Before the Silver Screen, Lukas applauded the decision to run the filly. "They've got all the reasons to run," he said. "The shorter distance, less weight, and the outside post position, coming out of that chute at a mile, that clinches it.

"You know what the worst position is for going a mile at this track? It's No. 1. The second worst? No. 2. The third worst? No. 3, and so on. The farther out you are in this kind of race, the better off you are."

Valenzuela, who rode Melair in her first three starts, then because of a suspension gave up the mount to Laffit Pincay for her win in the Princess Stakes, kept looking for challengers Saturday, but there weren't any.

"She's from another planet," Valenzuela said. "She was so relaxed today.

"I kept looking for Snow Chief or some other horse, and when I didn't see him, I put my stick away (after hitting Melair a few times).

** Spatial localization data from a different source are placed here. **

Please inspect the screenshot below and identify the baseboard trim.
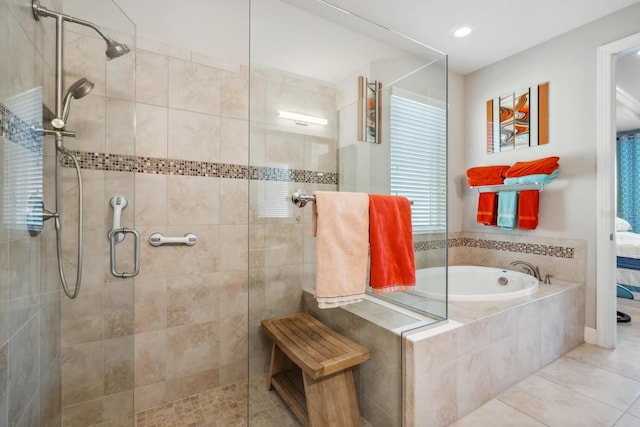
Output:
[584,326,598,345]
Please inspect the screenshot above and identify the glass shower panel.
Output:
[248,0,447,426]
[54,0,138,426]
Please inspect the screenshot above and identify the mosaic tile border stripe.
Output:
[63,151,338,185]
[449,237,575,259]
[0,103,42,155]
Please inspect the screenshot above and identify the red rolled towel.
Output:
[467,165,509,186]
[476,193,498,225]
[369,194,416,294]
[518,190,540,230]
[504,156,560,178]
[467,165,509,225]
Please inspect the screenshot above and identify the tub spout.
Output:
[509,261,542,282]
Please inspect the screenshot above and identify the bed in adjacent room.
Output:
[616,218,640,299]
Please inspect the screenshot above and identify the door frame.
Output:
[595,33,640,348]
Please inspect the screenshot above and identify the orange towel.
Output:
[467,165,509,225]
[476,193,498,225]
[504,156,560,178]
[467,165,509,186]
[518,190,540,230]
[311,191,369,308]
[369,195,416,294]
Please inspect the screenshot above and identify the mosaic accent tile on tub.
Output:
[63,151,338,185]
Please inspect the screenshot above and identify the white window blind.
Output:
[389,91,447,232]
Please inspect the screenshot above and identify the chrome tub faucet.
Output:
[509,261,542,282]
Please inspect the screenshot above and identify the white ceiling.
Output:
[327,0,638,75]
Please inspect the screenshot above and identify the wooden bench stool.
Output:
[262,313,369,427]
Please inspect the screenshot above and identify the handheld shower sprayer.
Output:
[31,0,130,299]
[31,0,131,59]
[51,77,95,129]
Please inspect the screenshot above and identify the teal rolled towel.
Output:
[498,191,518,230]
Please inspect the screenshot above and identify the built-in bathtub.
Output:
[304,266,585,427]
[415,265,539,301]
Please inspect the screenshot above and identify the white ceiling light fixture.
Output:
[450,25,473,39]
[278,111,329,126]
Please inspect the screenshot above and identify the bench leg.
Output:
[269,343,296,390]
[303,369,360,427]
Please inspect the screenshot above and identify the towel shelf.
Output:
[291,188,316,208]
[471,183,544,193]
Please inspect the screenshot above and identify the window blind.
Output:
[389,94,447,232]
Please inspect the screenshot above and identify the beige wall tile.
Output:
[218,314,249,368]
[6,318,39,425]
[169,58,221,115]
[62,341,104,406]
[220,179,249,225]
[167,273,220,328]
[104,282,135,338]
[133,382,166,412]
[136,103,168,158]
[167,176,220,225]
[220,271,248,318]
[135,277,167,332]
[220,117,249,165]
[168,108,220,162]
[136,50,169,107]
[220,71,249,120]
[165,369,220,402]
[134,174,169,226]
[104,335,134,395]
[134,329,167,392]
[105,98,136,155]
[265,224,304,267]
[61,289,104,345]
[167,322,219,380]
[220,225,249,271]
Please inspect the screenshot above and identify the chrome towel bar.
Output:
[291,188,316,208]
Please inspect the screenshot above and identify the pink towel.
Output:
[311,191,369,308]
[369,195,416,294]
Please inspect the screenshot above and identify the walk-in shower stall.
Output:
[0,0,447,426]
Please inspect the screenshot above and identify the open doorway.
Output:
[595,33,640,348]
[614,47,640,326]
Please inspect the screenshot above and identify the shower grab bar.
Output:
[109,227,140,279]
[291,188,316,208]
[149,233,198,246]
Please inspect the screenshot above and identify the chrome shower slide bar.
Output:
[291,188,316,208]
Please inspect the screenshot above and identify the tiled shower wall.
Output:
[0,0,61,427]
[57,27,336,425]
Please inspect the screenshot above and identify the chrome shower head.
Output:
[31,0,131,59]
[51,77,95,129]
[65,77,95,103]
[104,37,131,59]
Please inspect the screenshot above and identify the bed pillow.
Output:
[616,217,631,231]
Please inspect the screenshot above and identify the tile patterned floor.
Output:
[135,376,371,427]
[452,298,640,427]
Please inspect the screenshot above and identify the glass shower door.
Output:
[56,0,138,426]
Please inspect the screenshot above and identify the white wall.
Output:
[462,4,640,327]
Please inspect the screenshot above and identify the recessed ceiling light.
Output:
[451,25,472,38]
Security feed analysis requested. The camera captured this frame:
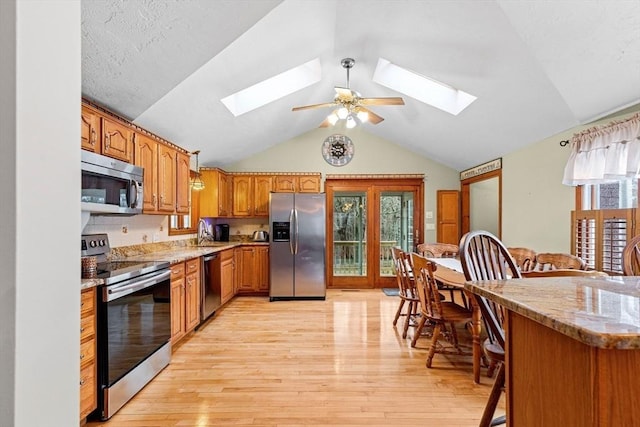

I really liked her for this race--I figured she'd already proved she could go a mile. And from the outside post, I knew I could do what I wanted with her."

Alex Solis, riding Snow Chief, reflected on what Lukas said about the inside post.

"It was very deep in there," Solis said. "But I was in a good position (just behind Melair) and my horse was running free. I came up to the filly, and when she saw me, she just ran off again. I came out of the gate to get a good position. My horse was giving a lot of pounds, a lot of weight."

But not enough weight, of course, to account for 11 lengths.

Like Snow Chief, Melair is a California-bred of modest breeding. Melair's dam, Melrose Nugget, is owned by Millard and Rous, who claimed her out of a race for $6,500, saw her win the next two races, then were forced to retire her because of an ankle injury. Melair is the result of a breeding between Debonair Roger, a stakes winner whose career was shortened by injury, and Melrose Nugget, who has also given them the stakes winner Rosie's K.T.